Adapting SAM with Dynamic Similarity Graphs for Few-Shot Parameter-Efficient Small Dense Object Detection: A Case Study of Chickpea Pods in Field Conditions
Xintong Jiang, Yixue Liu, Mohamed Debbagh, Yu Tian, Valerio Hoyos-Villegas, Viacheslav Adamchuk, Shangpeng Sun
TL;DR
This work tackles the challenge of few-shot, pixel-level segmentation of small dense agricultural organs under complex field conditions. It introduces Dynamic Similarity-based Graph Adaptation (DSGA) combined with Low-Rank Adaptation (LoRA) to adapt Segment Anything Model (SAM) for both foreground and instance segmentation with minimal data. DSGA builds a dynamic adjacency graph with learnable rank-weighted neighbors and adaptive local pooling to capture global and local dependencies, while LoRA tunes only the query and value projections, yielding a parameter-efficient framework (roughly 4.6% of SAM) that is fired in a two-stage process with adaptive prompt generation and a composite loss. Empirical results on a chickpea pod dataset show superior performance on both foreground and instance segmentation across 2–10 shots, along with interpretable visualizations (Grad-CAM, t-SNE) and strong field-counting accuracy (adjusted R^2 ≈ 0.899), highlighting practical applicability for automated agricultural monitoring and phenotyping; limitations include resolution constraints and occlusion, with future directions toward multispectral data and cross-crop generalization.
Abstract
Parameter-Efficient Fine-Tuning (PEFT) of foundation models for agricultural computer vision tasks remains challenging due to limited training data and complex field conditions. This study introduces a Dynamic Similarity-based Graph Adaptation (DSGA) module to adapt the Segment Anything Model (SAM) under extreme data constraints for precise foreground and instance segmentation of small dense objects in complex agricultural environments.
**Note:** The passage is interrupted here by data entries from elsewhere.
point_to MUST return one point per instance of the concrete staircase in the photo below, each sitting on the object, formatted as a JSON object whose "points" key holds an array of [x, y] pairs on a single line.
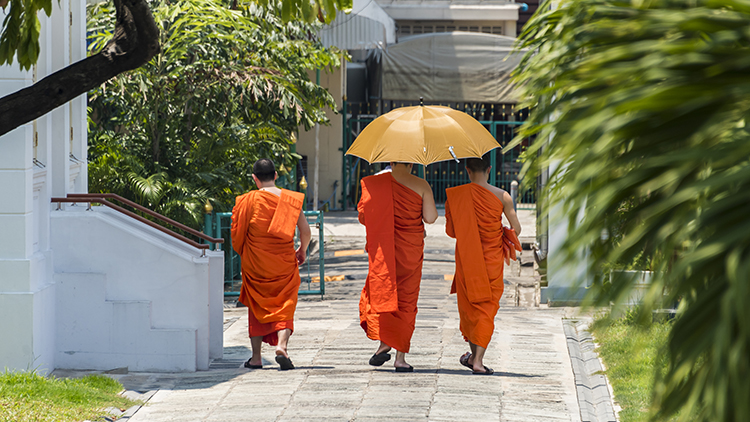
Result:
{"points": [[95, 333], [128, 295]]}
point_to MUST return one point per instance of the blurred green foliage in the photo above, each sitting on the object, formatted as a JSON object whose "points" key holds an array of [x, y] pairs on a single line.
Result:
{"points": [[20, 30], [645, 103], [230, 86]]}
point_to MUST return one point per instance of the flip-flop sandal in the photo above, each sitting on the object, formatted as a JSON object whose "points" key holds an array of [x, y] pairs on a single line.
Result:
{"points": [[248, 365], [379, 359], [464, 360], [284, 362], [487, 371]]}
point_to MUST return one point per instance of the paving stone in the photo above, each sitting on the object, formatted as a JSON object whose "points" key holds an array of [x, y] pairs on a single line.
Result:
{"points": [[533, 378]]}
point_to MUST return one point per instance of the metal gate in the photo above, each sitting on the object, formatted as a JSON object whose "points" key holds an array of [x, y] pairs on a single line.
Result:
{"points": [[219, 225], [501, 120]]}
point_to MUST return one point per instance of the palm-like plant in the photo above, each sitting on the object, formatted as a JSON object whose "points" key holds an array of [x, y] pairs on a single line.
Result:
{"points": [[230, 86], [647, 103]]}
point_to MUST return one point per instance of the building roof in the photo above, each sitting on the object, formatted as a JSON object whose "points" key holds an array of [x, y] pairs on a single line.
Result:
{"points": [[368, 26], [451, 66], [456, 10]]}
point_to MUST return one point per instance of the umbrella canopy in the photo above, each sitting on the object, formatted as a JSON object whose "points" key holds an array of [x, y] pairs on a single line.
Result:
{"points": [[422, 135]]}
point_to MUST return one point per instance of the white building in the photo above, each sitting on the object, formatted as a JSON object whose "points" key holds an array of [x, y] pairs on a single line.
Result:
{"points": [[94, 289]]}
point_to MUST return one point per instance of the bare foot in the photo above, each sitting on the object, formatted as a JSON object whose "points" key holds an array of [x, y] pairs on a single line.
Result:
{"points": [[383, 348], [281, 352]]}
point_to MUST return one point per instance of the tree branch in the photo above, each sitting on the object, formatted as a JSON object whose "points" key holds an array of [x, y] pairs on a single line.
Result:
{"points": [[134, 43]]}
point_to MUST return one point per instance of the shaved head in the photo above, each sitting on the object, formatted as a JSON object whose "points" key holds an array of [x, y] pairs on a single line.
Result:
{"points": [[479, 165], [264, 170]]}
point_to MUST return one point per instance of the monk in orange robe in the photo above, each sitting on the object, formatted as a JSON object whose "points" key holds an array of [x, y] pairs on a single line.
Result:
{"points": [[393, 207], [473, 214], [263, 226]]}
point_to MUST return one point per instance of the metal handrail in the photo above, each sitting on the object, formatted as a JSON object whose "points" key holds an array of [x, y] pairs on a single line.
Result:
{"points": [[101, 198]]}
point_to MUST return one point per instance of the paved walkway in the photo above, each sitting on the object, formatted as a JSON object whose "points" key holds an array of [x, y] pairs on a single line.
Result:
{"points": [[533, 378]]}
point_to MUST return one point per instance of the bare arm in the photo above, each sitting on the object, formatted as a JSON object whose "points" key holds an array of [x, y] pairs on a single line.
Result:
{"points": [[304, 237], [510, 213], [429, 211]]}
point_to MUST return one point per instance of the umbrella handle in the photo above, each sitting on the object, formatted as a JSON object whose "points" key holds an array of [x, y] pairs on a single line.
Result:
{"points": [[450, 149]]}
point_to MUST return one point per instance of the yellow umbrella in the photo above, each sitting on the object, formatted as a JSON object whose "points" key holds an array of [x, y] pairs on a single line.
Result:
{"points": [[422, 135]]}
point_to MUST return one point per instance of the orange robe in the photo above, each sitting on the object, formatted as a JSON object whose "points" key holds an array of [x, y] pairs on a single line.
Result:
{"points": [[392, 215], [263, 227], [474, 218]]}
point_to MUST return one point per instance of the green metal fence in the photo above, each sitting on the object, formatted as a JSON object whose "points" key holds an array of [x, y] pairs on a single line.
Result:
{"points": [[219, 225], [502, 123]]}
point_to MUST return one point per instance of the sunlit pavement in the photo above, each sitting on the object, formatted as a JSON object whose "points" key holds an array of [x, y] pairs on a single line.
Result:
{"points": [[533, 379]]}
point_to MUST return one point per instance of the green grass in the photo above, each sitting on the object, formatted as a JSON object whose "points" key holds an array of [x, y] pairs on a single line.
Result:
{"points": [[631, 353], [28, 396]]}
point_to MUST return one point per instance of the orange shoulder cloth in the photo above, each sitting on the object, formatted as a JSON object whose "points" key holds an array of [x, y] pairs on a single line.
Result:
{"points": [[377, 209], [286, 215], [468, 243]]}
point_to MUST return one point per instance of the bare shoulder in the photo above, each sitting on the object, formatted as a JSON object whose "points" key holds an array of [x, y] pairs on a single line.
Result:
{"points": [[498, 192]]}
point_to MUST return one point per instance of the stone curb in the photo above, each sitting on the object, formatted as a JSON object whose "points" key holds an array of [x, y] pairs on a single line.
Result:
{"points": [[591, 385]]}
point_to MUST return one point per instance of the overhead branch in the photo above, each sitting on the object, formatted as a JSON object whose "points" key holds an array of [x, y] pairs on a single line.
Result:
{"points": [[134, 43]]}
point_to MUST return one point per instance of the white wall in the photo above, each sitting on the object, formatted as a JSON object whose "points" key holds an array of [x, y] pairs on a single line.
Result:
{"points": [[567, 281], [330, 138], [166, 289]]}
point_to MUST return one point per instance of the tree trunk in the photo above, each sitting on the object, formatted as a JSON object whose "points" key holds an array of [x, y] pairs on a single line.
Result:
{"points": [[135, 42]]}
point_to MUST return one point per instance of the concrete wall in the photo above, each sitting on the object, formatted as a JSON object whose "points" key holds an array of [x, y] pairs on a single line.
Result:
{"points": [[28, 169], [330, 138], [47, 158], [567, 280], [153, 299]]}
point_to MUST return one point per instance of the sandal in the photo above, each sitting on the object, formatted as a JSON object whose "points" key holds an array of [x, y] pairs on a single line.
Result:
{"points": [[464, 360], [487, 371]]}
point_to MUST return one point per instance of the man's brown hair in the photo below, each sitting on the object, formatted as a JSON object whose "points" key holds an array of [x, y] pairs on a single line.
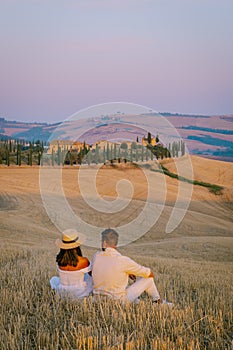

Through dynamic similarity graph construction with a learnable polynomial decay-initialized weight ranking mechanism and adaptive local feature aggregation, DSGA establishes robust spatial and dynamic similarity representation with only 4.00M trainable parameters, which is 4.26% of the original SAM. Integrating this graph-based feature adaptation with Low-Rank Adaptation (LoRA) creates a complementary optimization framework that effectively captures both local and global dependencies in image embeddings while preserving model stability and parameter efficiency. Experimental results on a challenging chickpea pod dataset demonstrated that DSGA with LoRA achieved superior performance across multiple metrics evaluated under 2, 4, 8 and 10 shots, with progressive performance gains as shot count increased. Quantitative metrics showed a 17.31% improvement in Structure-measure and a 62.36% gain in adaptive F-measure compared to the baseline SAM fine-tuning. Comprehensive ablation studies and visualization analyses through Grad-CAM and t-SNE validated the framework's effectiveness in feature discrimination. The proposed adaptation demonstrated practical utility for automated agricultural monitoring applications, achieving accurate pod-counting with an adjusted R-squared of 0.8987 for images with 10 to 120 pods under challenging field conditions.